For electric car batteries, there are also weight issues, with the power unit of a car weighing from around 300kg for a Nissan Leaf, to more than 500 kg for a Tesla and more for some sports cars like Jaguar’s I-Pace.
Because of the weight, manufacturers want their battery plants to be fairly close by.
So to guarantee the UK can manufacture electric cars, there needs to be a step up in investment in gigafactories, as well as other elements of the supply chain.
BritishVolt is one of the companies that is aiming to be the first to develop the UK’s first full-cycle battery cell ‘gigaplant’.
In December it announced its aims to raise £2.6bn to build a factory on the site of the old Blyth Power Station in north-east England, with construction slated to begin this summer in order to start production a the end of 2023.
Orral Nadjari, founder and chief executive of Britishvolt, said last month that the company is “making excellent headway in our mission to build the UK’s first battery gigaplant and are firmly on track”.

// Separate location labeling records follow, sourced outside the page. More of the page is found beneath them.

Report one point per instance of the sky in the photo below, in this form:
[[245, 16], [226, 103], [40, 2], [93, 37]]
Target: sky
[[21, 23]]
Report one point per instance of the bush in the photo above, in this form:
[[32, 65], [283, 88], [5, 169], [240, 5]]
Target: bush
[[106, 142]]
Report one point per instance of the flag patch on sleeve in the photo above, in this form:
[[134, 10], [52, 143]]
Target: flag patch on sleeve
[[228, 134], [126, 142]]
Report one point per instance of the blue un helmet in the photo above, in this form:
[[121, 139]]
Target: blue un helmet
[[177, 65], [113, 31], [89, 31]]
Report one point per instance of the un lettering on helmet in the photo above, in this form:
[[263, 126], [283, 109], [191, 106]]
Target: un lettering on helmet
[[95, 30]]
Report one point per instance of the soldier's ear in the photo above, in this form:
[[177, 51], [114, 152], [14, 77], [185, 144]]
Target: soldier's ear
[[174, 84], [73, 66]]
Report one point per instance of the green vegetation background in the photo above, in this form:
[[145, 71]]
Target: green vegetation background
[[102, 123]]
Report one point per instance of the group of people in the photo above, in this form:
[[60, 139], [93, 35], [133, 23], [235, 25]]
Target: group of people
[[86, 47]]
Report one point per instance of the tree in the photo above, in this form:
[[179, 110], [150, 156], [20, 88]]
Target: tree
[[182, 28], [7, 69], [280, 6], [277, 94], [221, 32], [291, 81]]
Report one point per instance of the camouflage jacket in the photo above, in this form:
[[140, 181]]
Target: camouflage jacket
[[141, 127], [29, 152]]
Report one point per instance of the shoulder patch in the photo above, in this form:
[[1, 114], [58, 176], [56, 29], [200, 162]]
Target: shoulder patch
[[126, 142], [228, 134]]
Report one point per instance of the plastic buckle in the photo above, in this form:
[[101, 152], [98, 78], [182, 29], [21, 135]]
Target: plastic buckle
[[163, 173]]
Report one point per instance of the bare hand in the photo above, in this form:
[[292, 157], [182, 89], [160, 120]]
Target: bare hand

Further down the line is AMTE Power, which is preparing to float on AIM in March and already is one of only five commercial battery cell manufacturers in the UK.
As well as its purpose-built cell manufacturing facility at Thurso, Scotland, which has the second largest cell manufacturing capacity in the UK, AMTE also intends next year to commit to building a second UK manufacturing facility with a capacity of around 2GWh per year.
Its most developed product is for the automotive battery cell market, a re-chargeable pouch format battery cell, which is being developed in conjunction with several specialist automotive manufacturers and component suppliers, and “has the ability to deliver power consistently at a very high rate, thereby enhancing acceleration in high-performance vehicles”.
Outside of the auto market, AMTE also has a cell for the oil and gas market, for which is has a seven-year commercialisation contract to develop and supply agreement a “UK based, international, Tier 1 oil and gas industry equipment provider”, and is developing a differentiated product for the energy storage systems market, whether for self-sufficient microgrids or larger industrial systems.
In a statement confirming the IPO plans, founder and chief executive Kevin Brundish said: “We have also been working with the UK government on our plans for building a British gigafactory which is part of the company’s medium term outlook. However, today’s announcement is about funding the final development and production of the company’s three advanced battery cells where we see significant commercial opportunities.”